Stock Insurance Companies
Stock insurance companies are profit-making corporations owned by
stockholders who are not necessarily policyholders. Policies are
usually sold as "nonparticipating" insurance, meaning they do not
earn policy dividends for policyholders.
Mutual Companies
Mutual companies are owned by the life insurance policyholders.
Mutual companies sell "participating" policies which means that
dividends may be paid to the policyholder. These dividends are a
result of the company charging too high a premium rate for a
particular year. Investment earnings of the company may be higher
than expected or company expenses could be less than planned.
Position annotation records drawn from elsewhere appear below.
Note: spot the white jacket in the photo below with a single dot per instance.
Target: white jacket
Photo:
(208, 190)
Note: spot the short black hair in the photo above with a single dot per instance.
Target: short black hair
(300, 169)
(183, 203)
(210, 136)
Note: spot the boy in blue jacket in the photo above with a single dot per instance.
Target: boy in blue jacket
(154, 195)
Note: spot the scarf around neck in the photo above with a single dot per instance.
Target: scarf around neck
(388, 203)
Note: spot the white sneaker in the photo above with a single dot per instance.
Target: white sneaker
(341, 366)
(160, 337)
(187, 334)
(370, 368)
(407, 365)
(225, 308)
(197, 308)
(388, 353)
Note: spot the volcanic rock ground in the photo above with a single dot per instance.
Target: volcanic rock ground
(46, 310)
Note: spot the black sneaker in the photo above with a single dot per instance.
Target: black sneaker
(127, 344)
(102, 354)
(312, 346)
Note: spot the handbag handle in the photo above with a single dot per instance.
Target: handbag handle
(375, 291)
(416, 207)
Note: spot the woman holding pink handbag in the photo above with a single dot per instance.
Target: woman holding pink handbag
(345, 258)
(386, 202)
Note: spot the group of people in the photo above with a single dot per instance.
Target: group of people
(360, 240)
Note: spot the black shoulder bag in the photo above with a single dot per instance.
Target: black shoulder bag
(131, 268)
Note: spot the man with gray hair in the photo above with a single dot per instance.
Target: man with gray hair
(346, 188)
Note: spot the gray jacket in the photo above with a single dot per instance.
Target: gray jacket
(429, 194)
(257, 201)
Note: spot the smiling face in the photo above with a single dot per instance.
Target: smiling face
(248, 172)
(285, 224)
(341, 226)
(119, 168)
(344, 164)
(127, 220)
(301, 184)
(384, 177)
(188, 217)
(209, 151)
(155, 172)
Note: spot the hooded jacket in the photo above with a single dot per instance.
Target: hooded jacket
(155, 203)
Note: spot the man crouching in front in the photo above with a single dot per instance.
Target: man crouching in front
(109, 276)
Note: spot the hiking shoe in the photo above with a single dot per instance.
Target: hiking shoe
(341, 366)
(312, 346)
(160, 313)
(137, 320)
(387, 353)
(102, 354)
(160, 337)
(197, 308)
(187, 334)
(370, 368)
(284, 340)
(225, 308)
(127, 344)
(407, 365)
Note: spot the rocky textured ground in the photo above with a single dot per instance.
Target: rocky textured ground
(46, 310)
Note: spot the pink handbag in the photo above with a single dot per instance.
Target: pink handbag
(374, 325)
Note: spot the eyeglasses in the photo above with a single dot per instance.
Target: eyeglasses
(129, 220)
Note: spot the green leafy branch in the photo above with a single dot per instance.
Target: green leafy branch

Dividends may be taken as cash, applied to the following year's
premium, used to purchase paid-up additions to the policy, or left
to accumulate interest to add to the cash value of the policy.
Professional, Fraternal and Religious Companies
Professional, fraternal and religious
companies operate in a different state from which you live. Usually
all business is done through the mail without the services of a
local agent. Costs may seem low but the counseling advice from the
agent is missing. It is wise to write for a specimen contract of the
policy and examine it carefully before
purchase.
Check with the State Insurance Commissioner's office to see if
the company is licensed in your state.
Life insurance may be purchased as an individual life insurance
purchase from a company agent or through a group plan where you are
a member of that group.
Individual Life Insurance
Individual life insurance sold as an individual purchase from a
company agent offers term, whole life, limited payment and endowment
type policies. Medical examinations are usually required before
coverage is issued. A certificate called a policy is given to the
individual as proof of being insured.
Group Life Insurance
Group life insurance is generally offered as
term insurance through the group from an insurance company and
requires no medical examination. Premium costs are lower in a group
plan because there are fewer operating expenses. As the employee
leaves the job or retires, the protection ends. It is sometimes
possible to convert the term group policy to a permanent form of
insurance, if done within 30 days of leaving the group.